Examining the regression output, it becomes clear that certain variables are more powerful predictors than others. The distance variables had particularly strong impacts on home price, except for distance to schools. As the regression output shows, increases in home prices were positively correlated with distance to parks and highways, but negatively correlated with distance to check cashing locations, Whole Foods grocery stores, and water bodies. Although highly statistically significant, the average nearest neighbor price variables had low coefficients, indicating they only impact price minimally. This is particularly surprising given that in the real world, home prices are largely determined by the price of nearby comparables.
While this model is not the most effective at predicting home prices, the results of the cross validation do indicate that it is somewhat generalizable. When comparing the mean R-squared values and mean MAE of the 100 test sets to the R-squared and MAE of the original model, there is limited variation. The mean R-squared of the cross-validation test sets was 0.46, compared to 0.49 in the original model. Similarly, the mean MAE for the cross validated test sets was $128,345, compared to $123,539 for the original test set. The results of cross-validation indicate some generalizability, however, when the residuals of the original test set are mapped, it is clear that the model does not completely generalizable across space. The residual map, included in the above section, has somewhat well dispersed residuals, but there is still clustering, especially in the northeastern portion of the city. This indicates that the model does not completely account for spatial variation in home prices.
[add in zip code analysis]
MAPE by Zipcode
To further understand the generalizability of the model, predictions were aggregated up to the zip code level. The map below shows MAPE for each zip code. As the map shows, the MAPE is relativley consistent across zip codes, providing further indication that the model is generalizable across space.The accompanying figure plots the MAPE by zip code as a function of average home price by zip code, providing further evidence that the model is somewhat generalizable.
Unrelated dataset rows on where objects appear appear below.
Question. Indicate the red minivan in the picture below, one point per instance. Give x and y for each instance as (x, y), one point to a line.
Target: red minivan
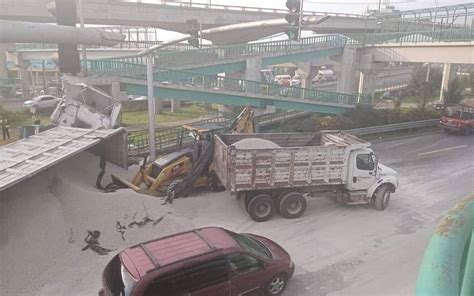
(209, 261)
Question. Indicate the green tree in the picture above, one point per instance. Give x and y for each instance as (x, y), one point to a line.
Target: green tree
(453, 95)
(423, 90)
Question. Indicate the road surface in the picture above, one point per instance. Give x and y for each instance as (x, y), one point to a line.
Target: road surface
(358, 250)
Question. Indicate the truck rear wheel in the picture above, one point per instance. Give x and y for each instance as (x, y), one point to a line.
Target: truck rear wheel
(466, 131)
(261, 207)
(382, 197)
(292, 205)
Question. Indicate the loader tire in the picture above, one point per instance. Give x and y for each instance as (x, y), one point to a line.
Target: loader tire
(292, 205)
(214, 184)
(173, 186)
(261, 207)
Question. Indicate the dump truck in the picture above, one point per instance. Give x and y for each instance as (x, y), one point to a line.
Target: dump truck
(298, 165)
MAPE as a function of Average Home Price by Zip
Conclusion
While our model does predict home price, we would not recommend it Zillow. With an R-squared of under 50% and a mean absolute percentage error of 66% this model is not reliable enough to predict home prices for Zillow. Significant improvements would be needed before this model could be used to accurately predict home prices. Given the relatively low R-squared and high error values it is clear that certain key variables are missing from the model. This likely includes well engineered demographic and socioeconomic data as well as additional data on housing comps. In addition, the feature engineering of chosen variables could be improved to make them more powerful predictors. For example, the variables that were put into bins could have been binned differently to get better results. Similarly, the distance variables could have been engineered into binaries to indicate homes that were within a specified distance of a given destination.